Driving Beyond Privilege: Distilling Dense-Reward Knowledge into Sparse-Reward Policies
Feeza Khan Khanzada, Jaerock Kwon
TL;DR
The paper addresses how to exploit dense, simulator-defined rewards to learn robust world models for autonomous driving while ensuring the deployed policy is optimized for sparse, deployment-aligned objectives. It introduces reward-privileged world-model distillation, a two-stage teacher-student framework where a dense-reward teacher shapes a latent dynamics model, and a sparse-reward student learns via distillation of the teacher’s latent space without policy imitation. Across lane following and overtaking tasks in CARLA, the sparse-reward students outperform dense teachers and sparse baselines, particularly on unseen routes, demonstrating enhanced generalization and safer driving. The work provides a practical design principle: use privileged rewards to improve representation and planning, but keep the final policy focused on deployment-relevant sparse metrics.
Abstract
We study how to exploit dense simulator-defined rewards in vision-based autonomous driving without inheriting their misalignment with deployment metrics.
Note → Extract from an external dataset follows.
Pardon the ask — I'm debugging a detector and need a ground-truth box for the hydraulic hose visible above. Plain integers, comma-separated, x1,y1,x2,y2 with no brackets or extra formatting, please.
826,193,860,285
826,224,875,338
In realistic simulators such as CARLA, privileged state (e.g., lane geometry, infractions, time-to-collision) can be converted into dense rewards that stabilize and accelerate model-based reinforcement learning, but policies trained directly on these signals often overfit and fail to generalize when evaluated on sparse objectives such as route completion and collision-free overtaking. We propose reward-privileged world model distillation, a two-stage framework in which a teacher DreamerV3-style agent is first trained with a dense privileged reward, and only its latent dynamics are distilled into a student trained solely on sparse task rewards. Teacher and student share the same observation space (semantic bird's-eye-view images); privileged information enters only through the teacher's reward, and the student does not imitate the teacher's actions or value estimates. Instead, the student's world model is regularized to match the teacher's latent dynamics while its policy is learned from scratch on sparse success/failure signals. In CARLA lane-following and overtaking benchmarks, sparse-reward students outperform both dense-reward teachers and sparse-from-scratch baselines. On unseen lane-following routes, reward-privileged distillation improves success by about 23 percent relative to the dense teacher while maintaining comparable or better safety. On overtaking, students retain near-perfect performance on training routes and achieve up to a 27x improvement in success on unseen routes, with improved lane keeping. These results show that dense rewards can be leveraged to learn richer dynamics models while keeping the deployed policy optimized strictly for sparse, deployment-aligned objectives.